In his statement, Sir Angus writes: "The last five years have revealed the true effects and costs of balance sheets which were allowed to become exposed to undue downside risks.
"Unbalanced risk management concentrated on the upside potential. Voices and perspectives, experienced on the dangers from previous downside cycles were unheard, until the wolf did arrive at the door."
He adds: "The culture of leverage was endemic, sponsored by governments, endorsed by regulators, and approved by analysts and investors. It is not surprising those with no hinterland of experience thought the band would play on as the waters rose on the doomed ship."
Sir Angus highlights the impact of changes in accounting rules over the last decade, specifically a move towards valuing assets at market value, rather than at their cost or written-down value.
He says: "The pervading culture (of leverage) was also encouraged, no doubt unintentionally, by the accounting acceptance of 'marking to market'. This had the con-sequence, which seemed bizarre to many, that unrealised profits started to appear in the profit and loss account.
"It did not take long before opportunistic cats began to enter that particular fish shop.
"Accounts could plausibly be agreed to be accurate, but were they therefore reliable?
"There is much accounting and financial theology to justify what ought to be intellectually correct in this field, but too few voices to remind us that reliable simplicity should be the better result. We can ask whether anyone, in planning their domestic finances, would have conducted their own affairs on a similar theoretical basis."
Sir Angus contrasts the "mark to market" practice with his own firm's accounting policies.
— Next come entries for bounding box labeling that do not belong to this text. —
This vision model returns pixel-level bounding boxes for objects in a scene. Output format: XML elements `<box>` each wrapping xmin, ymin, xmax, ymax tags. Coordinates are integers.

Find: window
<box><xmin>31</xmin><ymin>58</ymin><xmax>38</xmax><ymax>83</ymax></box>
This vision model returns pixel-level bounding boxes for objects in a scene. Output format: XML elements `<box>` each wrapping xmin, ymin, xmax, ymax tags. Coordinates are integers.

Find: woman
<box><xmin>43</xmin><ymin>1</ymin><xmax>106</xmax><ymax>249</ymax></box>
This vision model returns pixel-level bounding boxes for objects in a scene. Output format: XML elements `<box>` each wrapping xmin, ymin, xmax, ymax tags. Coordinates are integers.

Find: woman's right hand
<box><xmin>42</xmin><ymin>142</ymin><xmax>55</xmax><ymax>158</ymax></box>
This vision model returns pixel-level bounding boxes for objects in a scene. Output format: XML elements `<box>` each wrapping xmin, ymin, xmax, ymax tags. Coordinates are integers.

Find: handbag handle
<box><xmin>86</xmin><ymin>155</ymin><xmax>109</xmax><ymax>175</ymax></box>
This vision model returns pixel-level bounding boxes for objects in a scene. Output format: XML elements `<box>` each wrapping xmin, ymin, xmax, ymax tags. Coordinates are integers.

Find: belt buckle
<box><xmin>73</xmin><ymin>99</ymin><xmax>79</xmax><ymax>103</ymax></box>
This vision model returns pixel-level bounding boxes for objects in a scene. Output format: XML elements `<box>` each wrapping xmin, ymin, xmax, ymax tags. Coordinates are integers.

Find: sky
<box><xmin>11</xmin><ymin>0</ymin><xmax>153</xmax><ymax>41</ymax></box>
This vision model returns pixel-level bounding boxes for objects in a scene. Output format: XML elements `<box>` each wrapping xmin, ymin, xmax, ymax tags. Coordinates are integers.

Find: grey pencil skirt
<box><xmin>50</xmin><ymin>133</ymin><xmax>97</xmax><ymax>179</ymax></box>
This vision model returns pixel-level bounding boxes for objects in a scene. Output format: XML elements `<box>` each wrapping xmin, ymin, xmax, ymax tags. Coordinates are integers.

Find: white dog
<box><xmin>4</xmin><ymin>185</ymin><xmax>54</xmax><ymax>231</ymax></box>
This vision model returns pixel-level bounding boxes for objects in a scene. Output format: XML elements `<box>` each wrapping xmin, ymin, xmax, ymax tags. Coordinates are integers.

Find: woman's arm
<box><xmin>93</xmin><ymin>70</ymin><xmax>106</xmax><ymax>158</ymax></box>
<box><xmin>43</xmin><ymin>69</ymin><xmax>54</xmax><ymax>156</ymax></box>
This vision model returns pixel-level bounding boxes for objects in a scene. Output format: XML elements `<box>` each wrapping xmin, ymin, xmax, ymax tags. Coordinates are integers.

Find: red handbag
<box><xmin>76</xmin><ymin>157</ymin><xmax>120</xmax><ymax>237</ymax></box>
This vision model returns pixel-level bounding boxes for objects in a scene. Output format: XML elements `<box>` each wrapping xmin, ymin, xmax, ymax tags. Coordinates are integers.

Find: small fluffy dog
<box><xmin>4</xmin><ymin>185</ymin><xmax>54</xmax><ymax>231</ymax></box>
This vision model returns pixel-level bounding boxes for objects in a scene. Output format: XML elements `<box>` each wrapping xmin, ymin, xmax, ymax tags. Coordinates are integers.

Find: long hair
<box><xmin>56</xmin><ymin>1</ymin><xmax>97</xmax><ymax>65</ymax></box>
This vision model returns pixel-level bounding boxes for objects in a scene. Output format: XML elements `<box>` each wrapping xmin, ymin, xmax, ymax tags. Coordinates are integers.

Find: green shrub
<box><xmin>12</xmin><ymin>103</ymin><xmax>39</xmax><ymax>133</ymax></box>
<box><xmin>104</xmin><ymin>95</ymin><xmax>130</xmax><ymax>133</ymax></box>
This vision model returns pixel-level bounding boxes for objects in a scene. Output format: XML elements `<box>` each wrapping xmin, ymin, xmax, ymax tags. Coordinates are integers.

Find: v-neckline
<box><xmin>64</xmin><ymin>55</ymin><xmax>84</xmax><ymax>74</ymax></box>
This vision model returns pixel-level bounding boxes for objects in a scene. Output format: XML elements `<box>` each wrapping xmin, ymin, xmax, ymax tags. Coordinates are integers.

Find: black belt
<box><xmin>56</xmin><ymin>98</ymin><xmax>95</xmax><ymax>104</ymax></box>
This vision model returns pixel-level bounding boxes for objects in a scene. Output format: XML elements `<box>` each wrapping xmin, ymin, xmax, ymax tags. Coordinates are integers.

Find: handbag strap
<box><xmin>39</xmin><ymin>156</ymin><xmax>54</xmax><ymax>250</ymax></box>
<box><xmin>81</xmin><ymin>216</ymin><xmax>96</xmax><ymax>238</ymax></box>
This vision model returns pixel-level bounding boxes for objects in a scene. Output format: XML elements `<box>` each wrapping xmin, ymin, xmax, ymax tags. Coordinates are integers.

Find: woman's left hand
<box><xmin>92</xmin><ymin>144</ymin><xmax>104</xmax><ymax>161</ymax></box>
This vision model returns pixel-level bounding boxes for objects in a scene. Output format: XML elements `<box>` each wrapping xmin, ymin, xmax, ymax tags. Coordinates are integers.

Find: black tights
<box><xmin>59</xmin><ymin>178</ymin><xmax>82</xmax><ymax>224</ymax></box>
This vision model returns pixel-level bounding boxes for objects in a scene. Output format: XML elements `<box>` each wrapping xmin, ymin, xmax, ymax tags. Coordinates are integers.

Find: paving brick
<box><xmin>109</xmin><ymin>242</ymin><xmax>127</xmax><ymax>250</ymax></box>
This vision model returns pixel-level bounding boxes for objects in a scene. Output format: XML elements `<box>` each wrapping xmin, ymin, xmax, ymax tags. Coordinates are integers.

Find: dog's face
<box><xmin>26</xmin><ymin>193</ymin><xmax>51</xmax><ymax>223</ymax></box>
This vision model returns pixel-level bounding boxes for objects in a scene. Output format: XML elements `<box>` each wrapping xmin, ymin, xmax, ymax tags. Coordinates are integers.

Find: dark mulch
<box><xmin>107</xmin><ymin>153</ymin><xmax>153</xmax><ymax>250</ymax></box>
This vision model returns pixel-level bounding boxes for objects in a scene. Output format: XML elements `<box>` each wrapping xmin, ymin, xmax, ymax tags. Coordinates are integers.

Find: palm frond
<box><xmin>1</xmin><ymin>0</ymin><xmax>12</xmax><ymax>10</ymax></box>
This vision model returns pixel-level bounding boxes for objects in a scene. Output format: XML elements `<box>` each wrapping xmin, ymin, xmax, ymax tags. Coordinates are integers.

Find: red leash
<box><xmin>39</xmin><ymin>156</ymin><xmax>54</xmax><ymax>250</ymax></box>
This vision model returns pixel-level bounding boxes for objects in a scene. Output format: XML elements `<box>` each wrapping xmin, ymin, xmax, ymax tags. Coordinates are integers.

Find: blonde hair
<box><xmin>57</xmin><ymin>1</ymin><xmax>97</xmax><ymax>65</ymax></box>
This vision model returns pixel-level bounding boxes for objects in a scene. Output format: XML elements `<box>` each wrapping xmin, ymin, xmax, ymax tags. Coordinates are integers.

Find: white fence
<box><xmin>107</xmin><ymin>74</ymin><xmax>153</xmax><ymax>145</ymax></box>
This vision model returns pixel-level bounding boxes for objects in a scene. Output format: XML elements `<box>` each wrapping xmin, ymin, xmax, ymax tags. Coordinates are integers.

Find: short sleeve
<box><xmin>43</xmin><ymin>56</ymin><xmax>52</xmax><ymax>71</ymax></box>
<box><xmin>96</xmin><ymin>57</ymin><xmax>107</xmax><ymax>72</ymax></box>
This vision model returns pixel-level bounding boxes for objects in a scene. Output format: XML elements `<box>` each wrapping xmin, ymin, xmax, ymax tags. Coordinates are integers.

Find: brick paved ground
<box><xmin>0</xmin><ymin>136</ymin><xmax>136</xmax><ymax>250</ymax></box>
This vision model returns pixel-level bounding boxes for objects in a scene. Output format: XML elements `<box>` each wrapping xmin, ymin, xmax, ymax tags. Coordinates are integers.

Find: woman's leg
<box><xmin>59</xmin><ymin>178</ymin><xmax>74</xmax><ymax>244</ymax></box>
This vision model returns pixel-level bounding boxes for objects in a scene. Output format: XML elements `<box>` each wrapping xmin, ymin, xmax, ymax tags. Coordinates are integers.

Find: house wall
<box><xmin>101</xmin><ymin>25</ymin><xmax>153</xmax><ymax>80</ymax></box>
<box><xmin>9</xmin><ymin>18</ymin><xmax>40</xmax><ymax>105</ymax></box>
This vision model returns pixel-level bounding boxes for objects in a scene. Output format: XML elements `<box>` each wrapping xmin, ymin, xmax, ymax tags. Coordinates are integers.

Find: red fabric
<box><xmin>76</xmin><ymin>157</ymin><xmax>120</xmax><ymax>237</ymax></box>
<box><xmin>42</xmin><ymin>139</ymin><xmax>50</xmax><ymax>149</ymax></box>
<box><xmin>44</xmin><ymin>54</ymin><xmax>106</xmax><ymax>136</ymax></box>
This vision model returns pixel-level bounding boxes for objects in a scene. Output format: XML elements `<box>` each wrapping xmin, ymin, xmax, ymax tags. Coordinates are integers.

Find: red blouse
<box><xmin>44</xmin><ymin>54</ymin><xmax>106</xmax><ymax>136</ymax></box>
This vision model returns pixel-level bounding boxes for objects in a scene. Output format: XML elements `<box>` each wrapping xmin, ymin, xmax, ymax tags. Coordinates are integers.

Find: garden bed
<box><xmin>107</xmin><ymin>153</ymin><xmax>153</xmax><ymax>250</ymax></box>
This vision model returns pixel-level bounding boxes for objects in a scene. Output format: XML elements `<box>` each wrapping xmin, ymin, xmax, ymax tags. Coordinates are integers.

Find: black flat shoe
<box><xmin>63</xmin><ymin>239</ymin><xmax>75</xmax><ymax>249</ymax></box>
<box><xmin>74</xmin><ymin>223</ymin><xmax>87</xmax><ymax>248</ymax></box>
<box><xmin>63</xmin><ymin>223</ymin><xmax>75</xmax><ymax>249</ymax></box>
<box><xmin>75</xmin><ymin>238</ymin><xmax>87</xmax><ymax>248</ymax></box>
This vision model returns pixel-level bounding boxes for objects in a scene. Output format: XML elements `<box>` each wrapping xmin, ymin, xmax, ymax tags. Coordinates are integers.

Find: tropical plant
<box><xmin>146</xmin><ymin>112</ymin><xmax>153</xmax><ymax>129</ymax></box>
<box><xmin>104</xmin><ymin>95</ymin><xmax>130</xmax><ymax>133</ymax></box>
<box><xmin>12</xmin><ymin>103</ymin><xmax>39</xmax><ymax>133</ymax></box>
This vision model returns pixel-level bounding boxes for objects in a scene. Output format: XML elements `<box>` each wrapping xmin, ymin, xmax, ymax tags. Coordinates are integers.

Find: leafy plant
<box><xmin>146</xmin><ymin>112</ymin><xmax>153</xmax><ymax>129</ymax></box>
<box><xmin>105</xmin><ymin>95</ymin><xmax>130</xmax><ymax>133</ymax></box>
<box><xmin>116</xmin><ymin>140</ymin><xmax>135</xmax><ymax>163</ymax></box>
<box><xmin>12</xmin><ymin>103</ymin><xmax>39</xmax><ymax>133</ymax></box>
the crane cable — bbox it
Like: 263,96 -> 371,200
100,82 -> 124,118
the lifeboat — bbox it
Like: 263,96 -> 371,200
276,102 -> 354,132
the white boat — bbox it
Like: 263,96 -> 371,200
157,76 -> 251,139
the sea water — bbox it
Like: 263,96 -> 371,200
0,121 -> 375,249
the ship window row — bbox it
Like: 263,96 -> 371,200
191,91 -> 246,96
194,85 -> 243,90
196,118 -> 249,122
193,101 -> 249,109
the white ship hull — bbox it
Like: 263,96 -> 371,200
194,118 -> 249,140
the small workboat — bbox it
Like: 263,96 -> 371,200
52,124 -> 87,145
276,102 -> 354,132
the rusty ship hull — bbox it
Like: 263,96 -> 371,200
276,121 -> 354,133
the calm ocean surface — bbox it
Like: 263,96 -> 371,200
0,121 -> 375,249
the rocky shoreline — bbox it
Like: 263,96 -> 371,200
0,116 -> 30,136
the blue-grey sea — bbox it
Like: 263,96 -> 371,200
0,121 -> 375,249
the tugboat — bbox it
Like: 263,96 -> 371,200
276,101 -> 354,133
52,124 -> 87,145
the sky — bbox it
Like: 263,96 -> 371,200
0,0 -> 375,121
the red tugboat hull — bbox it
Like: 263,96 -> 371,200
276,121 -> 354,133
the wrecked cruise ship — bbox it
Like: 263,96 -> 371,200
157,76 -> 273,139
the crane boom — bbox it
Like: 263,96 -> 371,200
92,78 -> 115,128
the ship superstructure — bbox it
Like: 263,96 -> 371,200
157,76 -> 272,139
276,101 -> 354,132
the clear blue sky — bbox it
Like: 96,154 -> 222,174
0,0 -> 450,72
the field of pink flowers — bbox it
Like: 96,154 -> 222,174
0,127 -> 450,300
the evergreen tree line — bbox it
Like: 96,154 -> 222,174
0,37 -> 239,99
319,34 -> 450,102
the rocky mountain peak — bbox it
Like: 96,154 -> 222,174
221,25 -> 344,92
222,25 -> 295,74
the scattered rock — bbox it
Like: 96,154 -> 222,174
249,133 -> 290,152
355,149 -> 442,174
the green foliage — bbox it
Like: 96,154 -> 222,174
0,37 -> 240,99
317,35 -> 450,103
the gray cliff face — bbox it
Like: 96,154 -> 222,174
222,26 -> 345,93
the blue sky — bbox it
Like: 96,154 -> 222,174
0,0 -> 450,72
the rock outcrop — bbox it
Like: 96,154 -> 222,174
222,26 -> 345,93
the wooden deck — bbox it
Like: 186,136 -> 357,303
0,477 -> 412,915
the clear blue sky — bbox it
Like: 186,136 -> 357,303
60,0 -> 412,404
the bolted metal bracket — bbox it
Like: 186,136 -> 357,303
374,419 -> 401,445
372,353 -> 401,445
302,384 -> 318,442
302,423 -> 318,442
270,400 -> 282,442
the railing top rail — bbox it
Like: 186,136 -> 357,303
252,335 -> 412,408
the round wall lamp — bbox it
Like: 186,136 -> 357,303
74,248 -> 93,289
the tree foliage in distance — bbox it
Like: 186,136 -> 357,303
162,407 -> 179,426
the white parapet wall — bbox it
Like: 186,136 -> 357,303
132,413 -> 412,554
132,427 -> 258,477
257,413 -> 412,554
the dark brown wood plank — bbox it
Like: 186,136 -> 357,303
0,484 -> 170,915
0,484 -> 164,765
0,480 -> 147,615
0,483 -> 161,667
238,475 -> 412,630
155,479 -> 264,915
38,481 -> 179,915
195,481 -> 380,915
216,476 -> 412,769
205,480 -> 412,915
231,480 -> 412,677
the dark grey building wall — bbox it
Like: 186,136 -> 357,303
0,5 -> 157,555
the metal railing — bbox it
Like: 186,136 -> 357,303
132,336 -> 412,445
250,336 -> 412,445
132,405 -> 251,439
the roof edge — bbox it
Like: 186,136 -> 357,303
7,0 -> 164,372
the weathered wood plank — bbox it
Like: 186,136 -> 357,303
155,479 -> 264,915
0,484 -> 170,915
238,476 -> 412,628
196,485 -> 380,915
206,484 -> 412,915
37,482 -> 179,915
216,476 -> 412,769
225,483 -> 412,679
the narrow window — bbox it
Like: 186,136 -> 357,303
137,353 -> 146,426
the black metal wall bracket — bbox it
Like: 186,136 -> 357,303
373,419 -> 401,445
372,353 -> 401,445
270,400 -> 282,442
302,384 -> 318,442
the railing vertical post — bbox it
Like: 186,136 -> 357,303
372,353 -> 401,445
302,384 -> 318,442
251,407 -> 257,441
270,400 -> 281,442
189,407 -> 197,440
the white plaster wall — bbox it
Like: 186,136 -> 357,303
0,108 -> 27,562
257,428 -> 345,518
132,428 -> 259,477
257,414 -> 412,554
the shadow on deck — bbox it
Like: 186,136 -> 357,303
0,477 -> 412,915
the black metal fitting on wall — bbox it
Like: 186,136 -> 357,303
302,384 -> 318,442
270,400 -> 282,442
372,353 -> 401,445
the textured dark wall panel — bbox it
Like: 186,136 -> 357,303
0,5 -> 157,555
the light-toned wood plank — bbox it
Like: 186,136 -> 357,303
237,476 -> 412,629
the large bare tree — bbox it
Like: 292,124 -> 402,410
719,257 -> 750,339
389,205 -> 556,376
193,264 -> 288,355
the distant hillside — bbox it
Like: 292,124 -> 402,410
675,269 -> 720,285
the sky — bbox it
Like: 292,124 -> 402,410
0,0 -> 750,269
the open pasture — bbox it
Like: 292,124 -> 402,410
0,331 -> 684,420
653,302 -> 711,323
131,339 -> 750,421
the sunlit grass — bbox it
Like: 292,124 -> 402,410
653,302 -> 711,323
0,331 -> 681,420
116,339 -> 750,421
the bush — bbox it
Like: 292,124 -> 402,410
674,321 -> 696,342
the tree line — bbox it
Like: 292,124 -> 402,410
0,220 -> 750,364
He says: "We have always carried our assets at their cost, or written-down value. This has stood the test of reliability, in good and in difficult times.
"It reflects our long-term and hard-headed approach to our business, and is a navigational beacon which continues to guide us well in times of continuing uncertainty."
Asked to elaborate on the context of his comments in the accounts, Sir Angus described the move to "mark to market" accounting treatment as "particularly unhelpful territory".
He added this had had a particular bearing on financial institutions and also affected other companies, such as property groups. He did not name any individual financial institution in relation to his comments on accounting policies.
Sir Angus said: "There is a complex (accounting) theology which has evolved and expanded each year, so it has become more and more esoteric and I believe more and more detached from a real view as to a company's progress or condition.
"I think it is like an intellectual virus – once it starts growing it is very difficult to stop.
"It is evolved by clever people but I fear they lose sight of the reality test."
Sir Angus, meanwhile, kept his powder dry on the Scottish independence debate, declaring: "The Grossart Party has not yet published its manifesto."